Response to John Oliver

On the March 13 episode of “Last Week Tonight with John Oliver,” Mr. Oliver attempted to tackle the opaque and confusing world that is the sports and entertainment ticketing industry. The issues are vast, and Mr. Oliver and his team did a very thorough job of explaining some of the root causes that make buying tickets incredibly frustrating and expensive. However, they missed a few important points that play a major role in how tickets are released to the public, how they are priced and who actually protects the public from bad actors.

First, Mr. Oliver references “bots”, automated software used to rapidly purchase tickets, as a scourge on ticket sales to the general public. While it is certainly true that bots have played a serious role in the procurement of tickets — especially over the past decade, Congress combatted this issue by passing the “BOTS Act” in 2016. Today, using a bot to purchase tickets in amounts greater than the limits placed at the time of sale is against federal law. Moreover, and more to Mr. Oliver’s point about Ticketmaster in general, Ticketmaster – and other primary ticket sellers – has the ability to monitor and shutdown IP addresses used to purchase tickets. While Ticketmaster can prevent the use of bots, it serves their bottom line for these tickets to be sold. Bots cannot circumvent pricing or the purchasing of tickets – they simply buy more tickets quicker than any human ever could. At the end of the day, Ticketmaster has still sold blocks and blocks of tickets – regardless of who purchased them. Ticketmaster pockets the money without showing any good faith efforts to prevent sales to bots.

Mr. Oliver did a tremendous job explaining how artists  sometimes fail to disclose how many tickets are released at the time of on sale – a practice commonly referred to as “hold backs”. Hold backs are used in ticket sales for nearly every major concert and sometimes with good reason. However, the general public often believes that when tickets go on sale, they have access to the vast majority of seats in the venue. It’s not fair to fans when an artist releases less than 20% or 30% of a venue’s seats to be sold to the general public. Ticketmaster should inform the buyer at the time of sale how many seats are actually available for any given show. Ticketmaster uses holdbacks to their advantage through “dynamic pricing”. This is the practice of only releasing a portion of event tickets at the initial on sale and allowing the resale market to raise prices before releasing the remainder of tickets. In other markets, this is known as price gouging.

Mr. Oliver suggests that one way to fix all this unseemliness is by limiting or prohibiting the transfer of tickets. Ticket transfers occur whenever a ticket is resold or changes hands. While I appreciate that position, I would counter it by suggesting the opposite is true. The consumer should have as many options as possible to buy/sell/transfer tickets. Ticketmaster specializes, as Mr. Oliver alluded to, in being all things (e.g. ticket seller, venue owner, artist manager) to everyone in the ticketing universe – including the secondary market. One of Ticketmaster’s biggest revenue drivers is forcing the consumer to get stuck in their platform system – often limiting how/where and to whom a consumer can transfer their ticket. For instance, Ticketmaster utilizes a proprietary system known as “SafeTix” under the guise of protecting consumers from ticket fraud. SafeTix prohibits moving tickets to websites and apps owned by anyone other than Ticketmaster. This often results in Ticketmaster selling non-transferable tickets; in some cases you can’t even give these tickets away.
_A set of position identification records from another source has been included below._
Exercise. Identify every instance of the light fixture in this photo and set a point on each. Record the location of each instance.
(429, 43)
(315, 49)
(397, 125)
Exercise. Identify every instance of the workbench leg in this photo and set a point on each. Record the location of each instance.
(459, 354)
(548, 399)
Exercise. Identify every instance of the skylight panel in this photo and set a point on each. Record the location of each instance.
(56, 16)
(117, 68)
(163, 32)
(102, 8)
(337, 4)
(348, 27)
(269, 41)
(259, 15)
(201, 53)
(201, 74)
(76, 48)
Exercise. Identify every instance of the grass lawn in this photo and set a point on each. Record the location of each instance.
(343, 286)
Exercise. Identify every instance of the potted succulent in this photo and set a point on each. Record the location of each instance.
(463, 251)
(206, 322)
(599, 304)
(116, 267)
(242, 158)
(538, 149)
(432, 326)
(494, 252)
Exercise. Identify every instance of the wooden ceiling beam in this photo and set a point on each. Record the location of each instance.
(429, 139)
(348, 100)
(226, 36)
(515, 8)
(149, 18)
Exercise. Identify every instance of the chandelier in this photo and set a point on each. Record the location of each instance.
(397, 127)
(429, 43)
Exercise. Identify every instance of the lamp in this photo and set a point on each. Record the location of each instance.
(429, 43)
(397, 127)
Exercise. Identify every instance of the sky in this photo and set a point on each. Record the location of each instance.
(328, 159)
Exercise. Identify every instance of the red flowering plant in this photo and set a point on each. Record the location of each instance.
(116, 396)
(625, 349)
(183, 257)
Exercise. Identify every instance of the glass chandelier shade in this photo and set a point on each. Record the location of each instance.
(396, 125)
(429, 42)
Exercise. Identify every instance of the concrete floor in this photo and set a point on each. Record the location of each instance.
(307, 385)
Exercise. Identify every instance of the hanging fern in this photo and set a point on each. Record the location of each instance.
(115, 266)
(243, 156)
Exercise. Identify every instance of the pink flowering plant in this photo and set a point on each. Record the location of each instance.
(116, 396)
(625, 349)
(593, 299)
More frequently, Ticketmaster will sell tickets on the primary platform, and if you want to transfer or re-sell your tickets, you can only use their secondary resale platform, with additional fees, of course.
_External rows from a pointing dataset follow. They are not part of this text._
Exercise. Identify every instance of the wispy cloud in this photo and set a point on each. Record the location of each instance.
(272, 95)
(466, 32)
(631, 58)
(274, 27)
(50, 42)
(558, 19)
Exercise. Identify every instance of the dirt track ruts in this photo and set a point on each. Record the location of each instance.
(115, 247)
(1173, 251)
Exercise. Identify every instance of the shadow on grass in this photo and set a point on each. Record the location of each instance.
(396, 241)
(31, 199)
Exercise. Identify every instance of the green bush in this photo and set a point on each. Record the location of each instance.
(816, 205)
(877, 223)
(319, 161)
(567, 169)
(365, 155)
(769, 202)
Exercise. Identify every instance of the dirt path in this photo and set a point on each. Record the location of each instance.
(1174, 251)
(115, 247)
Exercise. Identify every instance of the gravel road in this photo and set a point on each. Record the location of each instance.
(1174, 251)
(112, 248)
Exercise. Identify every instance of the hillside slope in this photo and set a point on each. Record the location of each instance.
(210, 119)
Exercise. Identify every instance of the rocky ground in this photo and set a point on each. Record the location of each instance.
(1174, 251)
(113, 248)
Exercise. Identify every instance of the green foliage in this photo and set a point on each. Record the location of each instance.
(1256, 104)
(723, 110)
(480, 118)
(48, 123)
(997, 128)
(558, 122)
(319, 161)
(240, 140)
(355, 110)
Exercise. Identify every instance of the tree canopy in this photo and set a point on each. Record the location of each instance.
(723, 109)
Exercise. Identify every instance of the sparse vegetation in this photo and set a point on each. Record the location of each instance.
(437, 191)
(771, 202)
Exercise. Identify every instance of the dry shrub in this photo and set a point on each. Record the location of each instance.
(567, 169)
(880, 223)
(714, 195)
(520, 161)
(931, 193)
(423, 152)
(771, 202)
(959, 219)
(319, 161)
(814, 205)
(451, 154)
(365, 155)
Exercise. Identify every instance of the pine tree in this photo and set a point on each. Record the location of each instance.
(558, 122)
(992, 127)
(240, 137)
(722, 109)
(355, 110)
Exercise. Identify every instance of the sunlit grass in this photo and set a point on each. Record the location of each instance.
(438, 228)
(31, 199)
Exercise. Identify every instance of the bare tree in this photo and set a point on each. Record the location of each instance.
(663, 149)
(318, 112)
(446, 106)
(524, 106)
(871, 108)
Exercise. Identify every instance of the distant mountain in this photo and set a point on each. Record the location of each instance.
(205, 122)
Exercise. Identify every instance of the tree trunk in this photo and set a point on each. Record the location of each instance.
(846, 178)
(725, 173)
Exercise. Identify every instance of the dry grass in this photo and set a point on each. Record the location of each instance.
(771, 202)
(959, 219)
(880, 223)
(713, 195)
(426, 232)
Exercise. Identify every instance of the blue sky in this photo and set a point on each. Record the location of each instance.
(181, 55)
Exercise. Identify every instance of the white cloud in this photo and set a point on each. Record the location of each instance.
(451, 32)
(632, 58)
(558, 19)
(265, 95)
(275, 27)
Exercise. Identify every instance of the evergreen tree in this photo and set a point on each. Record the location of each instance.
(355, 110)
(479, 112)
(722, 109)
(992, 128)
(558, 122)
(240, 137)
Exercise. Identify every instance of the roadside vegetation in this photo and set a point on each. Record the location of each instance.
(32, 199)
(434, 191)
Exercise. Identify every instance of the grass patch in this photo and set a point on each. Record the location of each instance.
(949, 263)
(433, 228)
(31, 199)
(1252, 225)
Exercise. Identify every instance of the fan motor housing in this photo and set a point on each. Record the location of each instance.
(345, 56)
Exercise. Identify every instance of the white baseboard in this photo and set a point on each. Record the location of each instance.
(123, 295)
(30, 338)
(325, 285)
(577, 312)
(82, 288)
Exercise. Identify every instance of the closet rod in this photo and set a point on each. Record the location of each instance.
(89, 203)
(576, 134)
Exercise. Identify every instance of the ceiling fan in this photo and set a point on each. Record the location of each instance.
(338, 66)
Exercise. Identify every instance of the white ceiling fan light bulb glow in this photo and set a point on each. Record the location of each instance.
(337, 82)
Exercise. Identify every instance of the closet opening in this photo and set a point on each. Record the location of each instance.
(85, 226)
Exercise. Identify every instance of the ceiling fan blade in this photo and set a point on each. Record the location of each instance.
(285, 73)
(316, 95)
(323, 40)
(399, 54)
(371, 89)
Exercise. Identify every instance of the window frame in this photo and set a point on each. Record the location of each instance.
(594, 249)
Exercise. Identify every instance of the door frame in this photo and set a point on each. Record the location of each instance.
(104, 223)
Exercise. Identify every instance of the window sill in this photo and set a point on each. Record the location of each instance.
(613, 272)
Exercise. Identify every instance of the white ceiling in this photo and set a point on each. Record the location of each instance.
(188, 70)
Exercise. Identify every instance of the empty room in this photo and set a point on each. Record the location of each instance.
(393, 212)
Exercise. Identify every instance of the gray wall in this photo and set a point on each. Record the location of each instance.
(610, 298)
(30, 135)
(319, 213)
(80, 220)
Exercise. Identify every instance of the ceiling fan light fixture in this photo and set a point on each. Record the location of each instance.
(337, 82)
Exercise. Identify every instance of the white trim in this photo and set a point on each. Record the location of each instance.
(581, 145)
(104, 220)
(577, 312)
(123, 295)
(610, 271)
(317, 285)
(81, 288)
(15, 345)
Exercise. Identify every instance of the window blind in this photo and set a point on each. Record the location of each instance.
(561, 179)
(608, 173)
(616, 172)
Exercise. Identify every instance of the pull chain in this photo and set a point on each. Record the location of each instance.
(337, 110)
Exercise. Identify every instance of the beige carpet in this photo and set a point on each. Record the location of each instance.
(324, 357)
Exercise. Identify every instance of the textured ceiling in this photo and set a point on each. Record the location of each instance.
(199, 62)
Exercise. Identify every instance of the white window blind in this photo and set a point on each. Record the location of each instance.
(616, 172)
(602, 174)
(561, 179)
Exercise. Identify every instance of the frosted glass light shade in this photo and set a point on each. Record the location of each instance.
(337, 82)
Mr. Oliver spoke about the ridiculous fees Ticketmaster charges on the primary sale, but he did not talk about the doubling down on fees that Ticketmaster utilizes by forcing the transfer or resell of tickets only on their platform. Using SafeTix, Ticketmaster will force a consumer who bought a ticket on their primary site to use their secondary site as the means to transfer the ticket to someone else. In doing so, not only do they control all facets of the transaction/data, but they also charge – again – similar fees they charged on the primary sale. Some might call this double dipping. While other secondary companies also charge fees – StubHub, SeatGeek, Vivid, etc. – consumers do not have the ability to shop around for the lowest fees/costs if Ticketmaster is monopolizing the secondary market.

Mr. Oliver’s tremendous show has once again rattled the cages in Washington D.C. Following the airing of this episode, US Senators Richard Blumenthal (D-CT) and Amy Klobachar (D-MN) sent a letter to the Department of Justice (DOJ) requesting an investigation into ticket pricing. This isn’t the first time that Congress has intervened in the operations of Live Nation Entertainment. It’s too early to tell if the DOJ, or any other arm of the Federal Government, will look into Live Nation’s ticketing practices, but this is the type of spotlight that needs to be shined on the otherwise opaque industry.